Stack of papers on desk
Article

Classifying text with AWS Textract

Authored by: Kolin Konjura

What is AWS Textract?

AWS Textract is an AWS service that allows the user to extract text and data from scanned documents such as insurance forms, loan applications, bank forms or survey questions. Amazon Textract automatically reads and extracts text from the documents and organizes the data into raw text, forms and tables. Enabling the data to either be reviewed by processes downstream or ingested directly into an application or database.

Figure 1: This image describes the business problem that AWS Textract solves

Figure 1: This image describes the business problem that AWS Textract solves

History of the Optical Character Recognition

Let us take a step back and briefly discuss what Optical Character Recognition (OCR) is so that we can understand the impact of AWS Textract. Starting in the late 1800’s through the early 1900’s, the earliest concepts of OCR were developed to help the blind read. WWII and into the Cold War, OCR tools were used to convert Morse code to text. As time and technology progressed, OCR was used to digitize coupons and postal addresses. OCR’s capabilities grew exponentially with the microprocessor, resulting in additional capabilities such as price tag scanners, passport scanners and the ability to scan historically handwritten textbooks for preservation purposes. Currently, OCR is used in nearly every industry including automatic cameras that read your license plate when you speed through a red light, scanning a check with your phone to deposit it in real time, or even Google Translate when you are in a foreign country and in need of a quick translation of a menu or a sign!

How does OCR work?

Suppose we read a brand new book. Think about how our eyes differentiate the background from the actual text. We identify the shapes of each letter and each word to form sentences as long as they are legible. We recognize the words and sentences on pages regardless of the print type, such as cursive, block, print or italicized, or font. Our brains are designed to recognize characters. Computers however, need to be instructed on how to read in the same manner. Think of the letter “A”. Each of us think slightly differently about how the letter “A” is formed, but all versions are acceptable. A computer needs to understand that each one of those forms is equivalent to the letter “A” based on the pixel orientation within a word, sentence and document.

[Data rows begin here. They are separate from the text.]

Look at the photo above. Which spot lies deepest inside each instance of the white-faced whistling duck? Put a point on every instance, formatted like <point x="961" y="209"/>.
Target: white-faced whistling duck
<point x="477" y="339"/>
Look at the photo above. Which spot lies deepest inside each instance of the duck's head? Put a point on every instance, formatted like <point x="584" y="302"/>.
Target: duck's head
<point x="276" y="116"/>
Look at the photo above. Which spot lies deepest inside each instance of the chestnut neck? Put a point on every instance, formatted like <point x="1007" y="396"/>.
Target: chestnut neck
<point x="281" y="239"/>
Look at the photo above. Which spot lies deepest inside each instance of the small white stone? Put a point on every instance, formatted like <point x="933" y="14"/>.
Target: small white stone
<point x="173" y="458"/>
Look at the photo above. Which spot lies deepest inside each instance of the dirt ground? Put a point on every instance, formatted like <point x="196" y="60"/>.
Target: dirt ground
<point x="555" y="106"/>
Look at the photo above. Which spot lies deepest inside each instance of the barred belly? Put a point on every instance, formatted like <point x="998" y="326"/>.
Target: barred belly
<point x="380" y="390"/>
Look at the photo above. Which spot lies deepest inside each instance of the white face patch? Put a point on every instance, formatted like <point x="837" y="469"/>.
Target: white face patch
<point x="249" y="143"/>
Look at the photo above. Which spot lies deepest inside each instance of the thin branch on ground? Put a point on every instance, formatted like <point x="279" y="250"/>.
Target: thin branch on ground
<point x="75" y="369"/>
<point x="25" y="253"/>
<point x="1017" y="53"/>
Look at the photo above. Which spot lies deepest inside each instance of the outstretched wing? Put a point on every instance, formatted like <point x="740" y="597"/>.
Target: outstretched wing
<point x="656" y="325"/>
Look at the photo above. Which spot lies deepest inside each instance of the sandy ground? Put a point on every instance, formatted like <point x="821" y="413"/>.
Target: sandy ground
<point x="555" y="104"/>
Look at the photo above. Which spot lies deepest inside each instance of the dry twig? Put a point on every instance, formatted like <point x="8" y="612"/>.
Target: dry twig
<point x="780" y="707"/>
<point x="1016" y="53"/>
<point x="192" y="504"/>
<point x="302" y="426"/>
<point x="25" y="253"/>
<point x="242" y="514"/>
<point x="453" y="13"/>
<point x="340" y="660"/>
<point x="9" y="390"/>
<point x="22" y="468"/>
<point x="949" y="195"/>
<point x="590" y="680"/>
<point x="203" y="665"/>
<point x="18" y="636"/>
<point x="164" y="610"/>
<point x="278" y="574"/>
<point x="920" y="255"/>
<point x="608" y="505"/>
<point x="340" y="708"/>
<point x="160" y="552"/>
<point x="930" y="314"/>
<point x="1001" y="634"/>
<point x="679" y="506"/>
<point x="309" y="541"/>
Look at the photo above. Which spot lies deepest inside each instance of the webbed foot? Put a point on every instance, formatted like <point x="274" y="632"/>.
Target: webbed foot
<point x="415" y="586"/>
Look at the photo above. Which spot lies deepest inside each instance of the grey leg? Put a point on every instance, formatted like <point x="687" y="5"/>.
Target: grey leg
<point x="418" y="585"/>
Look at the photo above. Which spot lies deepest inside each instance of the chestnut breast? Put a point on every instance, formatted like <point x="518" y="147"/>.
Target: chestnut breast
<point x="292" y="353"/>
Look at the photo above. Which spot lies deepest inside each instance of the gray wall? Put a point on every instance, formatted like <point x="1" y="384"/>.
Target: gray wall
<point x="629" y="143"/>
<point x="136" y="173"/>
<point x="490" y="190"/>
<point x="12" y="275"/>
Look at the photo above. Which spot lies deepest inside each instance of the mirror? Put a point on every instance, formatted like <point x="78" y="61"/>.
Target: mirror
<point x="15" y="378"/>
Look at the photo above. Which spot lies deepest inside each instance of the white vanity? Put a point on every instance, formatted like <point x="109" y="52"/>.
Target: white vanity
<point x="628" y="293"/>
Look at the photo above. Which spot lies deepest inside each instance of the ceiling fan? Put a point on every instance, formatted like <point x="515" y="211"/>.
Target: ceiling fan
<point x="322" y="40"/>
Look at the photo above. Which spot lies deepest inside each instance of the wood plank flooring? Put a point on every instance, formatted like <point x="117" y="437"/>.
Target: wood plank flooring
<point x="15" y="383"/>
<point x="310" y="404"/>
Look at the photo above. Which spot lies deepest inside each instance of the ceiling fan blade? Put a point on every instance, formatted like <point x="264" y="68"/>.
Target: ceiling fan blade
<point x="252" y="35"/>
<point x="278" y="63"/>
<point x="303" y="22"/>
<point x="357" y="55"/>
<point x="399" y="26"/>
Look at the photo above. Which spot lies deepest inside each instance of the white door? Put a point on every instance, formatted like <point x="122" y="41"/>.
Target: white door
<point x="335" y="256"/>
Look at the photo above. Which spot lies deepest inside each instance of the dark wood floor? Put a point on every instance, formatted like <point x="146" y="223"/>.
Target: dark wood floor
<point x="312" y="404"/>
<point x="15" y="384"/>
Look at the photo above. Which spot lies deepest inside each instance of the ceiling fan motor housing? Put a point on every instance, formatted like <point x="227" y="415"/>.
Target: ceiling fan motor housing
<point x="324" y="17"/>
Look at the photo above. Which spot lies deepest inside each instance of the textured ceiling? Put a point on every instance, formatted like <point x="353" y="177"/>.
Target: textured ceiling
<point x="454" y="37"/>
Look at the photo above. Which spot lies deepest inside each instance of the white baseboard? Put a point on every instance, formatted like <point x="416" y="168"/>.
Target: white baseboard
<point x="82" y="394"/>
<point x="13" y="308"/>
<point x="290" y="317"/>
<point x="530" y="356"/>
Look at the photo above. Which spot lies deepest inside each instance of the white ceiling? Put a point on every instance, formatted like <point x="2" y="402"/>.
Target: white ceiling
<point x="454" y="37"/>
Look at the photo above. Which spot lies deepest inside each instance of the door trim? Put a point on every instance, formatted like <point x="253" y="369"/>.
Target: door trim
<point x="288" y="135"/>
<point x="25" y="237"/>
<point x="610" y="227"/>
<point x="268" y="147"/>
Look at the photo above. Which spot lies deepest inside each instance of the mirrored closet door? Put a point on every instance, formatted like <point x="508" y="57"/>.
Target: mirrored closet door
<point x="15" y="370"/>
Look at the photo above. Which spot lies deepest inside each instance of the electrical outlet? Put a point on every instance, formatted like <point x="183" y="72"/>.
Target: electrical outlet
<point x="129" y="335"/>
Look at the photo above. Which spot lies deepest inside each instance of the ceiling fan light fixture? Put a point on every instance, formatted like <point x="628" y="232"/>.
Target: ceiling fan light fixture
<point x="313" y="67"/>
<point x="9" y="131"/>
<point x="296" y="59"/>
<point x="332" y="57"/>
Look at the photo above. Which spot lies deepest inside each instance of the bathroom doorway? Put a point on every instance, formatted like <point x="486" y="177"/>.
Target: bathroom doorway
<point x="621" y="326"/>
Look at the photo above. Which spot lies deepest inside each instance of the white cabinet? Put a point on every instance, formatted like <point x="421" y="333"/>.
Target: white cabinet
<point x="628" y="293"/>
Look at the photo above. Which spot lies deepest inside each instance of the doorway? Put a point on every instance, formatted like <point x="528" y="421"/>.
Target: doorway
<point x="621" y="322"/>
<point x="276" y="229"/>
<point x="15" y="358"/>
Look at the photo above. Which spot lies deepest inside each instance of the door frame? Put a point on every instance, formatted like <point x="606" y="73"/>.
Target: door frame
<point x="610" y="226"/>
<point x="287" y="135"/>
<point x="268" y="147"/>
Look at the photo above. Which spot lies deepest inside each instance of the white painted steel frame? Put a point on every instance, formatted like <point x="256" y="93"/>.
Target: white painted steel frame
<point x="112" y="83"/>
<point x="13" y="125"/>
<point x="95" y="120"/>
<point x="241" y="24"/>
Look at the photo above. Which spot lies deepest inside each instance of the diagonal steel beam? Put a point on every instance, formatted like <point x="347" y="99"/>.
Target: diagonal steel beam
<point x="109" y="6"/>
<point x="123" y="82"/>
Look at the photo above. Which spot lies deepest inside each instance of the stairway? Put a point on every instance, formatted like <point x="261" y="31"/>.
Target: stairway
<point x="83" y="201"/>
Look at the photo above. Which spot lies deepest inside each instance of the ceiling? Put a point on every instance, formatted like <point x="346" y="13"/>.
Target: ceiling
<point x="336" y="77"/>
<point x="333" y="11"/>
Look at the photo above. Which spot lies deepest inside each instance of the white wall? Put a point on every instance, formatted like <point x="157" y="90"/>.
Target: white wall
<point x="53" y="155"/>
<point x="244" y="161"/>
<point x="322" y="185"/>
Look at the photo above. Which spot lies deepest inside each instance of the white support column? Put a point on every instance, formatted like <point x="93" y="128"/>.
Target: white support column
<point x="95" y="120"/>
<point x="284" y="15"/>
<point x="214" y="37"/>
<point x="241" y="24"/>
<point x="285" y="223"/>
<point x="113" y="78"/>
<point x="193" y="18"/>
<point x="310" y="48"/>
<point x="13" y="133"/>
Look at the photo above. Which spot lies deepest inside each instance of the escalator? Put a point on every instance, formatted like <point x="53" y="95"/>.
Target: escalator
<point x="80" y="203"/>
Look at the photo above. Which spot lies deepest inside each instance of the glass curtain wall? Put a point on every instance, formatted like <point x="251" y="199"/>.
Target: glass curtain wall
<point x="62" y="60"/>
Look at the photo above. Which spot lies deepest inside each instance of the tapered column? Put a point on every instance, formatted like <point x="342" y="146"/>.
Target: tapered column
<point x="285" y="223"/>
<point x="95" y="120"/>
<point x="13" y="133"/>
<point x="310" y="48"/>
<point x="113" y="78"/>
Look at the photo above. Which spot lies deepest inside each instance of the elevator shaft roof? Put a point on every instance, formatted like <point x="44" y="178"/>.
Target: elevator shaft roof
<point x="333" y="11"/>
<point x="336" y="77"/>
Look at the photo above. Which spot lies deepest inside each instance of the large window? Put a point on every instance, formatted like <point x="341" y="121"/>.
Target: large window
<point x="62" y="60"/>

Suppose we have a digital form that a company sends us. Suppose this document is structured in such a way that the first column is the name of a project, the second column is a description, and the third is an amount of revenue. One way we can use an OCR tool is to instruct the computer to “look” in particular blocks. Then, we can have the computer naively look in those blocks and make a determination based on what text is in each block.

AWS Textract features

Amazon Textract is a pre-trained machine-learning model so that you, the user, do not have to reinvent the OCR process for every client or use case. Textract has been trained on millions of documents across a vast spectrum of different document types, such as receipts, sales orders, tax forms, insurance documents or bank loan forms. AWS Textract quickly and accurately extracts data from these scanned forms and documents. Textract automatically detects a document’s layout and key elements on the page, understands the data relationships in any embedded forms or tables, and extracts everything with its context intact. The user can then instantly use the extracted data in an application or store the data in a database.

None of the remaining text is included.